Photo Credit: Daniel Boyd, History is Made at Night, installation view, 2013. Photo: Zan Wimberley. Courtesy of the artist, Carriageworks, and Roslyn Oxley 9 Gallery, Sydney.
How do you gain a new point of view on something you’ve looked at your whole life? As Star Witnesses (on now until September 28) at Polygon Gallery shows, fresh insight often comes not necessarily from finding definitive answers but by asking new questions that you know will remain unsolved.
An exhibition of nine pieces from a collection of international artists, this North Shore show brings together multimedia works that ponder the depth of the cosmos and the deeper meaning that comes with looking into a view that stretches to forever. However technical that may sound, the pieces here are less about the honed numbers of astronomy and more about absorbing the meandering expanse of the unknown.

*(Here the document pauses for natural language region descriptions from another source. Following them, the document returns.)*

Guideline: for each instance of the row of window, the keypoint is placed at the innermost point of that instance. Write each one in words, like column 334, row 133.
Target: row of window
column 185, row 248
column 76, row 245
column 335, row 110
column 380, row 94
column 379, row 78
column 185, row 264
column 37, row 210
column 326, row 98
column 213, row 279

Using fragments of found and newly produced photographic evidence, the artists present planets, moons, and distant galaxies to not only ask questions of what else (and who else) is out there, but also address concerns closer to home.
Through mediums like photography, video projection, and sculpture, the show asks questions about our relation to space and how the night sky can be viewed as a reflection of our own lives as we drift between each other like grounded satellites.
Just as no two views from Earth are the same, the visions of Star Witnesses show that there are infinite ways to interpret something that we’ve gazed at so many times, it may have lost its shine.
Participating artists: Daniel Boyd, Vija Celmins, David Horvitz, Bouchra Khalili, Judy Radul, Thomas Ruff, Carrie Mae Weems, Urban Subjects (Sabine Bitter, Jeff Derksen, and Helmut Weber), Paul Wong.